The Division will establish an independent award committee to handle the logistics and selection of the award. This committee and its Chair will have the responsibility to:

  1. announce the award with a formal call for nominations,
  2. accept the nominations,
  3. evaluate the nominations,
  4. make the recommendation for the award winner,
  5. confer with the Division Chair and Officers on the choice,
  6. forward the selection to the Chair of the Scholarship and Awards Committee for the concurrence of the Trustees (which should be expected within 2 weeks of the re­quest), and,
  7. notify the awardee.

The Committee should provide to the Scholarship and Awards Committee a short report on the procedures and selection process. After notification from the Scholarship and Awards Committee, the Division Committee can implement the processes (notification, scheduling, etc.) of making the award. The Division Chair should work with the Chair of the Scholarship and Awards Committee in advance to ensure no delay in consideration by the Scholarship and Awards Committee. This consideration by the Scholarship and Awards Committee can take place at any time during the year to best meet the Division schedule for award selection and presentation.

The nomination process should include an appropriate nomination form. Other required procedures (letters of support, backup material, etc.) should be identified by the Division Award Committee, and clearly identified in the call for nominations.

The approved procedures for the award should be clearly established and announced by the Division (e.g., via the AVS Newsletter, posted on Division web sites, etc.). These should include:

  1. Statement of the award and its purpose(s).
  2. The nature of the award (monetary amounts, certificates, etc.).
  3. The nomination deadline, exact instructions for making the nomination, the nomination form (or instructions how to obtain it), any other pertinent information needed to provide a complete nomination, and a contact for further information (e.g., Award Committee Chair).
  4. The award announcement date.
  5. The award presentation date/location and any additional procedures (e.g., required talks).

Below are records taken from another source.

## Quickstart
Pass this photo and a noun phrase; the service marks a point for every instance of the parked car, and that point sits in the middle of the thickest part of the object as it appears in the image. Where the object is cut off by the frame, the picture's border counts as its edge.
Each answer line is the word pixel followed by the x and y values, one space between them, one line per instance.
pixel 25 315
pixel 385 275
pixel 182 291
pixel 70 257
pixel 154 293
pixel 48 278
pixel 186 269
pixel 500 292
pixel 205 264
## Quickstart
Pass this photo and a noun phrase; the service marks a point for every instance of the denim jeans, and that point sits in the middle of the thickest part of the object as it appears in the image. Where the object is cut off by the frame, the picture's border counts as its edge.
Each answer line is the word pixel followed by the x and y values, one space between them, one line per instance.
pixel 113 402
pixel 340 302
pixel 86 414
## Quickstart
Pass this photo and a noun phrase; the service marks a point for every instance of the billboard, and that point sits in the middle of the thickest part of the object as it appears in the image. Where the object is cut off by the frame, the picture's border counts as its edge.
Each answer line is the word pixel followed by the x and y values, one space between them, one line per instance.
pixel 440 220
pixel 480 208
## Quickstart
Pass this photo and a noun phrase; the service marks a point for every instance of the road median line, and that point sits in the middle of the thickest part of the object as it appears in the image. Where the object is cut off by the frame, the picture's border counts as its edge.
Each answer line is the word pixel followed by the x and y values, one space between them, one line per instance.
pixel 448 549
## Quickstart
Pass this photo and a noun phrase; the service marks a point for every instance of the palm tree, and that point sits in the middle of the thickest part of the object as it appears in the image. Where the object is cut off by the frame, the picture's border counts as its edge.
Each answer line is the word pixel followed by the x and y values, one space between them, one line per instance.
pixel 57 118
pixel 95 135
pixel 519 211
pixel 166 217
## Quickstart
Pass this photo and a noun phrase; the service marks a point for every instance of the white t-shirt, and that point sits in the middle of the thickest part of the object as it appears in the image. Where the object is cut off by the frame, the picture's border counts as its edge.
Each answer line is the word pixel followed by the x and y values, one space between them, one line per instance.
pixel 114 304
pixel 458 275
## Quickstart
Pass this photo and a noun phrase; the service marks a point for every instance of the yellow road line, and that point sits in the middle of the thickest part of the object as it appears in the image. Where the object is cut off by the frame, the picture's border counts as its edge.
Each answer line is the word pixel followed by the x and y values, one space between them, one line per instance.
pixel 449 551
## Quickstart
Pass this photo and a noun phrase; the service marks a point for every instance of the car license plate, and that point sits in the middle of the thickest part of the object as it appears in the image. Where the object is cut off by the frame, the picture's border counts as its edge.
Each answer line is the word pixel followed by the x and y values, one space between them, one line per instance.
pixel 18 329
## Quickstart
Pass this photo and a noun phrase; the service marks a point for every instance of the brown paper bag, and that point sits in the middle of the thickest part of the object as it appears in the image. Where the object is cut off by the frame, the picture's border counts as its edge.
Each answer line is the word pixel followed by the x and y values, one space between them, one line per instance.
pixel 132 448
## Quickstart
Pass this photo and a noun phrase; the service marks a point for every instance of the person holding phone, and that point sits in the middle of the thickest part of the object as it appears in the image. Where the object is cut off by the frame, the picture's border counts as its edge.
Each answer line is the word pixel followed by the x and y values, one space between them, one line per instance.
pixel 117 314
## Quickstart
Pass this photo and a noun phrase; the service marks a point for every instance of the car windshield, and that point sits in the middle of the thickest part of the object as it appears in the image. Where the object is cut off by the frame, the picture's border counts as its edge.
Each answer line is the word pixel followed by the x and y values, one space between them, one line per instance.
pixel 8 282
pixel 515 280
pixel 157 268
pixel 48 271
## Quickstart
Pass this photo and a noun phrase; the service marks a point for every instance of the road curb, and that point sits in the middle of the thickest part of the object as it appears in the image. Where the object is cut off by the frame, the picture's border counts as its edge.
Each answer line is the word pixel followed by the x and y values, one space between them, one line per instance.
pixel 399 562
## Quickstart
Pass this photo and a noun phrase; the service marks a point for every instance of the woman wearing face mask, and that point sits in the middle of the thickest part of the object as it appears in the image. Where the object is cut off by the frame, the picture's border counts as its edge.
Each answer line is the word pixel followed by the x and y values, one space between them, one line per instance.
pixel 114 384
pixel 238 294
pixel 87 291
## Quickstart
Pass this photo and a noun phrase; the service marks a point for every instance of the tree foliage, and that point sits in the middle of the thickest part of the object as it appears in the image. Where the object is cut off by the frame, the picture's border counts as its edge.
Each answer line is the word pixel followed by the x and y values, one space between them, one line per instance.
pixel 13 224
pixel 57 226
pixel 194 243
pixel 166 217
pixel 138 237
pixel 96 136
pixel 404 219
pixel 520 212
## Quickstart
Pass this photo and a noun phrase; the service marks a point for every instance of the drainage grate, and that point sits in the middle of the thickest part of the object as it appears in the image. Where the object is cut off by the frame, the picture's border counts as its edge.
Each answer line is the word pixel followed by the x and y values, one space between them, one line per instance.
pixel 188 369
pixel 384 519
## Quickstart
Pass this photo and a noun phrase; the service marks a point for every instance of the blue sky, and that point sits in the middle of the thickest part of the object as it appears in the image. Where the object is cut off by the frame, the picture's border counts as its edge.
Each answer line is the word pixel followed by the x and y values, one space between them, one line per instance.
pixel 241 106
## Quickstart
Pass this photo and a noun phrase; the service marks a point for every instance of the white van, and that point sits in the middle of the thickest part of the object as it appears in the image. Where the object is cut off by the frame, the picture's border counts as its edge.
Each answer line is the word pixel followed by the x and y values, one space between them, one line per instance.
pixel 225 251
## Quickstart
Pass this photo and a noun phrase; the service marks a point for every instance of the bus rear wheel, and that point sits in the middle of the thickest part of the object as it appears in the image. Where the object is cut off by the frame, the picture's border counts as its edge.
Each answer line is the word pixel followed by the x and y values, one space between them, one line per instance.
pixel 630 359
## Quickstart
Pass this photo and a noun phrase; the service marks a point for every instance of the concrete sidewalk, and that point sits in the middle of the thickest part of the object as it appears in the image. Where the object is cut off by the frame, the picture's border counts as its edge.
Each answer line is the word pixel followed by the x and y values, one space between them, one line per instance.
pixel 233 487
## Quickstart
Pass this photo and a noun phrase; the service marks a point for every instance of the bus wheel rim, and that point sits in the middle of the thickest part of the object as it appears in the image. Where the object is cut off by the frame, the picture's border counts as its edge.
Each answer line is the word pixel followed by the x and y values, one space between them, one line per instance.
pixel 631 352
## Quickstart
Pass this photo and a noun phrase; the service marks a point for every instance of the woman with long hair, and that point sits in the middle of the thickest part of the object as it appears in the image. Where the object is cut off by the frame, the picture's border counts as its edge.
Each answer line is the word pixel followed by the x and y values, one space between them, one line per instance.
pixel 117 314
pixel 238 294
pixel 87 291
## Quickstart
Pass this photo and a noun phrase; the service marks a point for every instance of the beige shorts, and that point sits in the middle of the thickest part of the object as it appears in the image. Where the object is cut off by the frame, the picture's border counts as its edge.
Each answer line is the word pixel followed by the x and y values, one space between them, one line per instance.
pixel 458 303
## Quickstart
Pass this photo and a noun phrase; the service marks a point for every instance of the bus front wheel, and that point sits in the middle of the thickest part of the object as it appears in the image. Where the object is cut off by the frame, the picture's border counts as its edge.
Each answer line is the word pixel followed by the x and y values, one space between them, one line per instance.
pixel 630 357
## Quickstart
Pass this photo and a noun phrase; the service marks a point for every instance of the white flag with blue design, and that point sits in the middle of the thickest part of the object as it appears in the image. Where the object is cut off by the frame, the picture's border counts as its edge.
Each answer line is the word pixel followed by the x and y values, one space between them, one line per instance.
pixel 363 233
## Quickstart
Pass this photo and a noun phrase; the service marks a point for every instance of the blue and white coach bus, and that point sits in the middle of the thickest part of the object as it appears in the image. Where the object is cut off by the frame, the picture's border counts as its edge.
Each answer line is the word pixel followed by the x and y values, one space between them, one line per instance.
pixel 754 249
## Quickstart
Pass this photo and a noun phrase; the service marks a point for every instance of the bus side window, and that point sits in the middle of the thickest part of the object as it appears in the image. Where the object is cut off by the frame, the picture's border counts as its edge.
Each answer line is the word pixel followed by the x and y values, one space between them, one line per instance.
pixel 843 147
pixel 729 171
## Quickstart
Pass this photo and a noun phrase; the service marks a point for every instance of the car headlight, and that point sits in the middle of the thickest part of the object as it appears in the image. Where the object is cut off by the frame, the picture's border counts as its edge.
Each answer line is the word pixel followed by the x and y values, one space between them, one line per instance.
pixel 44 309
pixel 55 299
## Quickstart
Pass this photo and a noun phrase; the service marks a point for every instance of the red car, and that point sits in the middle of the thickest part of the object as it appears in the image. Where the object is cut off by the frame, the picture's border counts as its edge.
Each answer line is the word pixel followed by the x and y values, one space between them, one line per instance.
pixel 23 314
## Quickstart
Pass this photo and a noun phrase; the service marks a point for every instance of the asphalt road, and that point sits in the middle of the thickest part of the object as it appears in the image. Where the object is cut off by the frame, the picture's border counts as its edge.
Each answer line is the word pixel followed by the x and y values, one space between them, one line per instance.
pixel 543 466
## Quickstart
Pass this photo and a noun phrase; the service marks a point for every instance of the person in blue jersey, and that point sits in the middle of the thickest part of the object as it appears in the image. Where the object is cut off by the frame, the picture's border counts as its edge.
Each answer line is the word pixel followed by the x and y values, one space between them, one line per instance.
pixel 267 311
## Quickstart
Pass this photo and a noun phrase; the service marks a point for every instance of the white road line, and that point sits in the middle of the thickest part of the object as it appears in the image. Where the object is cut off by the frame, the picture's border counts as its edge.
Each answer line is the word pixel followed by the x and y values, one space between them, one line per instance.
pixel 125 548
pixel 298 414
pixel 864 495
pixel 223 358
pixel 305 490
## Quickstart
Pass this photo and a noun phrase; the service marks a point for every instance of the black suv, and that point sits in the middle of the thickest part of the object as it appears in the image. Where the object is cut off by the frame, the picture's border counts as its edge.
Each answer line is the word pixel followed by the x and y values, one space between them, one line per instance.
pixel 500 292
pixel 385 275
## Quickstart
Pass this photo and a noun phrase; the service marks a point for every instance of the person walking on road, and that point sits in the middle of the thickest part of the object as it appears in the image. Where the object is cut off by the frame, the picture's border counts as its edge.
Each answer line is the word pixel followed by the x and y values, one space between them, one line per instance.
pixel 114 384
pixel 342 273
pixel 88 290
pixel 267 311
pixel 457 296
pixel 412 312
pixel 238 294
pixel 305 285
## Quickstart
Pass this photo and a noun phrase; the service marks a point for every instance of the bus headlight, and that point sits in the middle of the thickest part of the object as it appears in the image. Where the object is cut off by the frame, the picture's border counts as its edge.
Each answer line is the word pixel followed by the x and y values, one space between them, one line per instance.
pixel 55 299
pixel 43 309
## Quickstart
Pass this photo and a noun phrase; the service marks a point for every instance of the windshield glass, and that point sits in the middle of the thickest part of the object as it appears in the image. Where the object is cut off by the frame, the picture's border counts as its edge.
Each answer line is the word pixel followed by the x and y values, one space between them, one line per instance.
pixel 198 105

ARTICLE XV: Termination of Membership

Section 1. All interest of any member in the Division or in its property or funds shall terminate and vest in the Division upon his or her ceasing to be a member whether by death, resignation, or otherwise.

ARTICLE XVI: Dissolution of the Division

Section 1. At any time when the Division shall become inactive, not holding at least one meeting during each biannual period, it shall be deemed to have ceased to exist unless such non-holding of meetings has been due to national emergency, actions of federal or state government, or other factors beyond the control of the Division. Upon such a condition arising, all funds remaining in the treasury of the Division shall revert to the AVS and become part of the general funds of such Society.

ARTICLE XVII: Amendments

Section 1. These By-laws may be amended by a majority vote of ballots cast of members in good standing, provided the proposed amendments shall have been first approved by the Executive Committee. The Secretary shall distribute ballots to the membership at least five (5) weeks prior to the Annual Business Meeting, at which time the Chair shall appoint a committee to count the ballots and report the results.

Amendments must be approved by the Board of Directors of the AVS before being effective.

ARTICLE XVIII: Parliamentary Law and Procedure

Any matter of parliamentary law or procedure not specifically provided for in these By-Laws shall be governed by Robert's Rules of Order as published in the last revised edition.